LA TRINIDAD DEL ANILLO

Nidia debió haber pulido con gran esmero los tres aros de diferentes colores metalizados de la taza del sanitario. No sé hasta cuándo durarían a ese ritmo de limpieza, probablemente ya los habría renovado varias veces durante los años que dejé de venir a la casa. Lo mismo he pensado del juego de comedor, con la mesa rebordeada con los tres metales diferentes y las sillas, con el sentadero, las patas y hasta los adornos, también rematados de la misma manera; los marcos de los cuadros familiares, bueno, decir cuadros es un error, porque todos los retratos es esta casa están obligados a permanecer en círculos y óvalos, también tri-metalizados.

Mientras bebo el café que Nidia me preparó, trato de sentir los tres sabores metálicos en el borde del pocillo y de palpar la triple suavidad de las aleaciones en el límite del plato que lo acompaña.
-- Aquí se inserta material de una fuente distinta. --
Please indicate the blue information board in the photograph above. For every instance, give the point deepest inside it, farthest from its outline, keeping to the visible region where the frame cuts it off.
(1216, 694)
No sé si alguien lo había notado antes. Yo lo noté cuando detallé en la puerta y sus ornamentos concéntricos, justo antes que la abriera para recibirme, fría, como lo esperaba. Luego, vi los cuadros, los retratos, después me percaté de la mesa y las sillas, pedí prestado el baño y allí seguí encontrando, en cada detalle, los tres anillos de tres aleaciones con oro, siempre en el mismo orden: amarillo en el borde, blanco en el centro, cobre en el corazón. Antes de terminar de beber el café, la exigencia llegó: “Devuélvemelo”, me dijo más fría que nunca. Le respondí que yo no lo tengo, que lo perdí que lo empeñé y no lo recuperé...
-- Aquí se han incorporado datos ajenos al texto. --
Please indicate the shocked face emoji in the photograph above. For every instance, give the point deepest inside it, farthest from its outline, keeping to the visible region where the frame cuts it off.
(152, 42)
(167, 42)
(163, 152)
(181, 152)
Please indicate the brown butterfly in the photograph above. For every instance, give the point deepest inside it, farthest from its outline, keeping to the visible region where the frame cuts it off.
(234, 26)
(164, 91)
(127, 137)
Entonces fue cuando saltó sobre mí, con una daga más pulida que la taza del sanitario. Ahora sí sentía el sabor del metal, en el filo, lo saboreaba en mi sangre, pero no sabía de cuál de los tres oros estaba hecha. Estaba dispuesta a matarme allí mismo y yo estaba dispuesto a morir. Le pregunté por qué lo quería. “¡Porque es mío!”, contestó y yo que ella lo perdió cuando me sacó de su vida… La verdad es que salí de su vida con el mayor cálculo, esperando el momento para regresar.

Luego pasó todo rápido. La sensación de estar mojado y la certeza de la mancha que será difícil de limpiar. El hedor de sus vísceras expuestas. El sonido hueco de su cuerpo al caer.
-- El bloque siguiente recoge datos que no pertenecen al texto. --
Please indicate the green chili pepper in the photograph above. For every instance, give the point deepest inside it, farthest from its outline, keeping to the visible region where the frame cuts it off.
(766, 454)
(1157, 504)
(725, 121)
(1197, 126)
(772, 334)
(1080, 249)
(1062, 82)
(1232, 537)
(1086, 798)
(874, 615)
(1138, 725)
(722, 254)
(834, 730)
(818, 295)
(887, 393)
Pudiera quedarme a vivir aquí y disfrutar de toda la decoración, pensando que la hizo para mí. Pero no. Ya sin afán, saco el anillo de un cajoncito secreto que años antes horadé, bajo uno de los baldosines del mosaico en la pared del mesón de la cocina. Mis ojos se cortan con el fuego de sus tres aleaciones y me lleno de nostalgia. Ahora dudo si me lo llevo, como era mi objetivo al llegar aquí o si lo introduzco entre la mierda de sus vísceras y me voy, para que se funda la trinidad de los metales en el horno de sus entrañas. Al fin y al cabo, siempre supe que ella lo quería más que yo. Terminaré el café, lo decidiré luego.